AG: I’m not saying that they are not using it …
AW: All I’m saying to you is that, you and I can go back and forth to the process of words. What I’m suggesting to you is that I live in a neighborhood that people get stopped, inappropriately just because how they look like, what they are wearing, or where they are hanging out. That is going to stop. Probable cause, that standard that you are talking about, is a much higher standard, so those conversations are ones that I’m OK with. And by the way, the community is OK with that. Senior citizens who you’ll poll and say that they have a problem with “stop and frisk,” will also turn around and say were not …
Krasner is an example of that. He’s running into it today. His policies in my neighborhood are hugely popular in certain areas and hugely unpopular in other areas ... All I’m suggesting to you is that the words are not the issue for me, it’s the action and reaction to people who are just moving around their daily activity ... and may look like they don’t belong there but there is no reason to stop.
Abraham Gutman: When you ran last time, you took a very strong stance on “stop and frisk”. Both of your opponents are putting abolishing “stop and frisk” on the top of their campaign. So what did you learn in the last four years that they are not understanding today?
Jim Kenney: That Terry v. Ohio is the law of the land and that if you are moving on probable cause before you do a pedestrian stop, you are putting the officer in danger. You are putting the public in danger, because if a person has been reported to have a gun, you have to make an effort to see if they have a gun because there are so many guns out there. We’ve reduced unconstitutional pedestrian stops by 90 percent. On the raw numbers, it’s 260,000 or so less stops than we had back in 2015. We also put in place more strict rules and regulations on what officers have to report ... the incidents, what they did, why they did it, what the results of it was.
And also we have a situation where we have progressive discipline to officers that are continuing to do it regardless and that involves counseling, training, and then ultimately some type of punitary situation. I don’t have the numbers on that yet, but we are reducing them substantially. And I understand that any person that is unfairly stopped and embarrassed — and it’s embarrassing situation and you feel violated — I totally understand. I don’t totally understand it because it hasn’t happened to me, but I empathize with that person’s experience and we are working hard everyday to drive those numbers even further down.
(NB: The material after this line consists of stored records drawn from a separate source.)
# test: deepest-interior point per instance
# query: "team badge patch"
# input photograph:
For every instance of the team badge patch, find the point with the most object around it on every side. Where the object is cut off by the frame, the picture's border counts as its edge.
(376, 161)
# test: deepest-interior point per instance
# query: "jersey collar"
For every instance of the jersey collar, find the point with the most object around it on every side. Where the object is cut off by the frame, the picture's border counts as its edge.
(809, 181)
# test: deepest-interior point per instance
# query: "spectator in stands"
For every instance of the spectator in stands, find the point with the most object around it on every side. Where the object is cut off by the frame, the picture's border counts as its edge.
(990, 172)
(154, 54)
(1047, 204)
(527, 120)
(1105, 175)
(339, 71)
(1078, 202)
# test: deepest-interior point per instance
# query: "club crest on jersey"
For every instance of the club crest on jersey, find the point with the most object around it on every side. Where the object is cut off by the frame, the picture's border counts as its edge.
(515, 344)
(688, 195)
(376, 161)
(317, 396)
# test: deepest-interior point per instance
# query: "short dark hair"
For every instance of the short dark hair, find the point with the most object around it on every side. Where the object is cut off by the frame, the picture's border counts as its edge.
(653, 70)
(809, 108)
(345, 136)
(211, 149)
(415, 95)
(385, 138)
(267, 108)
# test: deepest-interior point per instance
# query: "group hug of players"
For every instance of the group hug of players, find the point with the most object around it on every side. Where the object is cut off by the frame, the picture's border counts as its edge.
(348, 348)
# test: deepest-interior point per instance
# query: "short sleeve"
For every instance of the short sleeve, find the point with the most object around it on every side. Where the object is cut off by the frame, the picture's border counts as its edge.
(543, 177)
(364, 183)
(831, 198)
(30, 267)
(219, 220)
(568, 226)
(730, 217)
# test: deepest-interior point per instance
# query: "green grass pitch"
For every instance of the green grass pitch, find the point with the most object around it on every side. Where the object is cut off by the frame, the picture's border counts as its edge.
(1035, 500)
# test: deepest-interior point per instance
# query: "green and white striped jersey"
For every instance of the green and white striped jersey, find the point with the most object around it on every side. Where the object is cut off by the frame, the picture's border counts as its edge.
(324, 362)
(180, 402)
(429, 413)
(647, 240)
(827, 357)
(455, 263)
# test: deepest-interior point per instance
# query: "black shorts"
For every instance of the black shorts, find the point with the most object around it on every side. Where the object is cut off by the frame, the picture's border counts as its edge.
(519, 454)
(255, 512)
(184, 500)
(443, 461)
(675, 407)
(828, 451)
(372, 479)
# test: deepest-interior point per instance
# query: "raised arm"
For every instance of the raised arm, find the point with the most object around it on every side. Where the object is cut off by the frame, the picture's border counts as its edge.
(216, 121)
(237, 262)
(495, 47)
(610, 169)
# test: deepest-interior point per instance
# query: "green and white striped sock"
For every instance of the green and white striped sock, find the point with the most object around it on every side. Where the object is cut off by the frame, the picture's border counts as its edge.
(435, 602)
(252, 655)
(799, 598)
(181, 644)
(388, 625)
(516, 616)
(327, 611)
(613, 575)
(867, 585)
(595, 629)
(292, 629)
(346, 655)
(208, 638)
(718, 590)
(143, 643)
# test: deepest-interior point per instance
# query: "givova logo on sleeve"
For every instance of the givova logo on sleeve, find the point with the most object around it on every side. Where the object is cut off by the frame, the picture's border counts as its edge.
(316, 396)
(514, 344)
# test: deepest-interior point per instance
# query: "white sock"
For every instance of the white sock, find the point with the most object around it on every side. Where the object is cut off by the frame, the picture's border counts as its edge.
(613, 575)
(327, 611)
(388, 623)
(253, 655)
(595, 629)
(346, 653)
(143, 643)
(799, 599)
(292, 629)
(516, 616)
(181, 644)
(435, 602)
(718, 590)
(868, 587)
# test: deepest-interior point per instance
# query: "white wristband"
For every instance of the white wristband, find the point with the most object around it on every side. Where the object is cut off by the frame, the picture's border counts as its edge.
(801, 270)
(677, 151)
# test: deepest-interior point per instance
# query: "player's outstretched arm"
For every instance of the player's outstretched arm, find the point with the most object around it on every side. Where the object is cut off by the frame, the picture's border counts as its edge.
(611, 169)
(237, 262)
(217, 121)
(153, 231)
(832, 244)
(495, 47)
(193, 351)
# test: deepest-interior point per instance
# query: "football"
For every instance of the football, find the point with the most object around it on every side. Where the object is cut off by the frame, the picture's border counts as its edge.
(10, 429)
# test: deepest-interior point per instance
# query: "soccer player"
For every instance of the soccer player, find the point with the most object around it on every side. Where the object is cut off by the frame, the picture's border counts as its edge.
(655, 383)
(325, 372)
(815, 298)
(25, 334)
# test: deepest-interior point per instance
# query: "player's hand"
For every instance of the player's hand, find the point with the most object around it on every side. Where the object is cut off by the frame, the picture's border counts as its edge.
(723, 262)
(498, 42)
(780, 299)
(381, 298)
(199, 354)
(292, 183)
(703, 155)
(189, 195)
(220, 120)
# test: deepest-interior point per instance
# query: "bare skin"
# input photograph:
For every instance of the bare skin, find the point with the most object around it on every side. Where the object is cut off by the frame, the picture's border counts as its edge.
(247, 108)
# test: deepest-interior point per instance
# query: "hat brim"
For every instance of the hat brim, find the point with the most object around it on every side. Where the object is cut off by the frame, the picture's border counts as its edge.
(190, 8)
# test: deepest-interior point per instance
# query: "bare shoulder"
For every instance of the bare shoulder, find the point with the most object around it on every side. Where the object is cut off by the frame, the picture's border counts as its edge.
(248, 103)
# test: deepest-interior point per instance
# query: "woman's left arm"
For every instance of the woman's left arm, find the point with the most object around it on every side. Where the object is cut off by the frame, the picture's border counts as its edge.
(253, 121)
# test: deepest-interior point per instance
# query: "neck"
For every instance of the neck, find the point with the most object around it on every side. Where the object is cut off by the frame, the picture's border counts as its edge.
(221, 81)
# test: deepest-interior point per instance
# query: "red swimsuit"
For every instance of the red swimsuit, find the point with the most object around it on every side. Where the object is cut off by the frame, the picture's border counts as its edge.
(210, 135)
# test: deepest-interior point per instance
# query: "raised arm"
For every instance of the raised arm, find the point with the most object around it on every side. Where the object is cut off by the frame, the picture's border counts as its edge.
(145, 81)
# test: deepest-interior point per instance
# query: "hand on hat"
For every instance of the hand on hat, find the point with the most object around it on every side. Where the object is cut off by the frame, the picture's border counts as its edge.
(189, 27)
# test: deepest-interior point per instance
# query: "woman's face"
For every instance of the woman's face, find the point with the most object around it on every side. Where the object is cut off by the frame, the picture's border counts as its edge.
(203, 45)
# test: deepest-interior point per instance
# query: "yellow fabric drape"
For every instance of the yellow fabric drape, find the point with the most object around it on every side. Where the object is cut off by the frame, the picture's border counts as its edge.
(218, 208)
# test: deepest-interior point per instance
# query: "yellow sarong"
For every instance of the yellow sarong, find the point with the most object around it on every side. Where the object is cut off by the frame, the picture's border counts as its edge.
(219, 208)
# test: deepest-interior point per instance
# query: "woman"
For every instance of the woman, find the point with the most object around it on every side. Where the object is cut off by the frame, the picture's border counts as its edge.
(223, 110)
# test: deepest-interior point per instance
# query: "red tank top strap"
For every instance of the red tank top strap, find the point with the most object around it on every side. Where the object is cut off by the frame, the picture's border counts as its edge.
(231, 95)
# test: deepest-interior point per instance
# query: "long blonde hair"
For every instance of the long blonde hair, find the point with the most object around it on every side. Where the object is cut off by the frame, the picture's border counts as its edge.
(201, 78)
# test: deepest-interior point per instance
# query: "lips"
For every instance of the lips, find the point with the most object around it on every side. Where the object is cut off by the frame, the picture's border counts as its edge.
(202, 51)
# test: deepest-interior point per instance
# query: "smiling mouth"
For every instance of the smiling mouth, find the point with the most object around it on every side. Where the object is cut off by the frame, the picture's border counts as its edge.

I don’t see either of my opponents ending Terry v. Ohio. And if you talk to the public defender, talk to Keir, if you talk to Michael Coard, who is one of the leading civil rights lawyers, both have told me that you are never going to end it. You are going to reduce the unconstitutional nature of it and the aggregate number of it. You are not ever going to stop it as a police tool.
Abraham Gutman: You say that your first legislation would be to abolish “stop and frisk,” which is something that I’m very interested in. I was wondering if you could define what “stop and frisk” is ... and how can City Council abolish it?
Alan Butkovitz: “Stop and frisk” is the identification of somebody that there is reasonable suspicion about them that they might be armed and the confrontation of that person and the search of that person. City Council doesn’t really have a rule in that. The police department is under the supervision of the mayor, the mayor can simply decree don’t do it. And you don’t have to take advantage of every power that the Supreme Court says that you can take advantage. For example, the mayor of Philadelphia decided that the police will not arrest people for small amounts of marijuana. The same power that gives him the authority to do that gives him the power to say we are not going to do “stop and frisk” anymore.
AG: So you will sign an executive order that says that a stop or a frisk can be done only upon probable cause?